We write to support the creation of an Interagency Task Force on Gun Violence Prevention and ask that you appoint a National Director of Gun Violence Prevention to chair this Task Force. This will allow for a more coordinated, whole of government approach to bring our nation out from under the depths of the gun violence crisis.

We appreciate the steps your Administration is taking to address gun violence, especially the six executive actions you announced in the Rose Garden on ghost guns, stabilizing braces, extreme risk protective orders, community violence intervention programs, firearm trafficking and bolstering the Bureau of Alcohol, Firearms, and Tobacco. On the anniversary of these important executive actions, we can take further steps to mitigate gun violence in this country.

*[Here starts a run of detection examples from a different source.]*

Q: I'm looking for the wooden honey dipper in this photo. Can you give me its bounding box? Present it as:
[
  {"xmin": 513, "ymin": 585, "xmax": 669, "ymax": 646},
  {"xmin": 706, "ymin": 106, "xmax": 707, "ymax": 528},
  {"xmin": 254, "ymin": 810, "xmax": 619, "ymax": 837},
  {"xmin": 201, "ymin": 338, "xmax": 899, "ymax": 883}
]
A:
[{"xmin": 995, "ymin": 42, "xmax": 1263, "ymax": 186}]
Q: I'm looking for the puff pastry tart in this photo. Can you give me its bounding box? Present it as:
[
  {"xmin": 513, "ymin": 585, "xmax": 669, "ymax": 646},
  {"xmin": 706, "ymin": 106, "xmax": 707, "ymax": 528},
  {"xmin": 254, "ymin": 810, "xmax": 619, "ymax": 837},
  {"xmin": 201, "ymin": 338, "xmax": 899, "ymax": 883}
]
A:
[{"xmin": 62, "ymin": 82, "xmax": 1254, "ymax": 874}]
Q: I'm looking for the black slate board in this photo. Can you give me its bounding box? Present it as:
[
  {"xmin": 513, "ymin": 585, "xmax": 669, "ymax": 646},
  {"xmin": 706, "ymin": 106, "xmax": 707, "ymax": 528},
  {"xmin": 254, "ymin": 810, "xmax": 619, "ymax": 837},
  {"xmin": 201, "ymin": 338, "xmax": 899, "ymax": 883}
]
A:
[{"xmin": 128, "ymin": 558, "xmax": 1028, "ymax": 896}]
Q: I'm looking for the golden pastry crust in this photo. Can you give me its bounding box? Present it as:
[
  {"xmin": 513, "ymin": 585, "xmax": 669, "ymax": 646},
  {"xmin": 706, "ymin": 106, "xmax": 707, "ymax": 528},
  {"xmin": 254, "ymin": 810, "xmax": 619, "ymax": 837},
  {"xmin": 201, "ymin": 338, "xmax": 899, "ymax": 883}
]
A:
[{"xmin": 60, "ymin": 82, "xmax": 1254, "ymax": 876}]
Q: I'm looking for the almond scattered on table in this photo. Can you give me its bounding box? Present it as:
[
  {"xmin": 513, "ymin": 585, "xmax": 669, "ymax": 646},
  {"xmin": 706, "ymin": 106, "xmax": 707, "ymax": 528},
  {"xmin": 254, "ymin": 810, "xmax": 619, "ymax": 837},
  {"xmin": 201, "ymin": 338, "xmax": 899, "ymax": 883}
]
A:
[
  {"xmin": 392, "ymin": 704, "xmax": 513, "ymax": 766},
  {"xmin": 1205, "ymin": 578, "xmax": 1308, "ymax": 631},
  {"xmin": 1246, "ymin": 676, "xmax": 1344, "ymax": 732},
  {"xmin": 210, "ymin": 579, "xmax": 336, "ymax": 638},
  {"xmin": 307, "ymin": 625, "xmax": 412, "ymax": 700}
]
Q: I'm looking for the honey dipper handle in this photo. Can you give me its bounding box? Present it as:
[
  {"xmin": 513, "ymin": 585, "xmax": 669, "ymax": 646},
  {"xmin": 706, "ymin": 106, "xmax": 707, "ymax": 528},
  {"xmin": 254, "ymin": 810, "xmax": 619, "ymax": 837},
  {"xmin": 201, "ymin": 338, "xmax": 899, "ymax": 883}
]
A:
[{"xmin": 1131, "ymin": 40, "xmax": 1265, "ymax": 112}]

Federal efforts to combat gun violence, including research on the impacts and causes of gun violence and law enforcement efforts to combat it, are currently siloed across agencies. Appointing a National Director of Gun Violence Prevention will ensure that agencies—including the Bureau of Alcohol, Firearms, and Tobacco (ATF), Department of Justice (DOJ), Health and Human Services (HHS), and the Centers for Disease Control and Prevention (CDC)—are working collaboratively, disseminating critical data and coordinating shared goals to create an effective, whole of government approach. We ask that this new National Director of Gun Violence Prevention report directly to the Office of the President with the goal of reducing firearm deaths and injuries by at least 50% over the next ten years.

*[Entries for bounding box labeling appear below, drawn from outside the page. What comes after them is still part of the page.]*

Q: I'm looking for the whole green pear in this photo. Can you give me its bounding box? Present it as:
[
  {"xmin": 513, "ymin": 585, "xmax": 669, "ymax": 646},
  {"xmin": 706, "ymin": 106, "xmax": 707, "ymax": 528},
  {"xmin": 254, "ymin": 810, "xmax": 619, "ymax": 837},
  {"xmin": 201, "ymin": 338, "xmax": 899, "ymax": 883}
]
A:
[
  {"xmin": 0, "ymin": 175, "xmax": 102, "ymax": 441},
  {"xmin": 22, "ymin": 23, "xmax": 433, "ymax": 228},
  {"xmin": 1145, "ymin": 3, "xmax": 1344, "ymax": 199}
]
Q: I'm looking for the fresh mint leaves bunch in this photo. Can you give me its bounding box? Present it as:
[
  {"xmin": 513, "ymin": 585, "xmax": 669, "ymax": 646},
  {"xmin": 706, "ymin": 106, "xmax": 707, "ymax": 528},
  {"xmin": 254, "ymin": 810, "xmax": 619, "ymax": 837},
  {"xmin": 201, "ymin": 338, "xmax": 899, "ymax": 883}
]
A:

We also respectfully request that the National Director of Gun Violence Prevention chair an Interagency Task Force on Gun Violence Prevention. This Task Force should formally bring together stakeholders who specialize in gun violence research and prevention to educate Americans on gun violence prevention best practices, and engage with experts, community organizations, health care providers, and Members of Congress to address the intersections of gun violence.

 

Every year, nearly 40,000 people are killed with guns in our nation and thousands more are injured, with disproportionate shares of this violence falling on communities of color.[1] In 2020 alone, over 45,000 people needlessly lost their lives due to gun violence, a 14% increase from 2019.[2] Despite these startling numbers, gun sales show no signs of slowing. In 2021, Americans bought roughly 19.9 million firearms, the industry’s second-busiest year on record.[3] As gun ownership continues to soar to record levels, we fear that this violence shows no signs of abating.

We applaud each of the steps you have already taken to combat gun violence and ask that you give strong and immediate consideration to appointing a National Director of Gun Violence Prevention and creating an Interagency Task Force on Gun Violence Prevention. We look forward to partnering with you in this work, and greatly appreciate your consideration of these requests.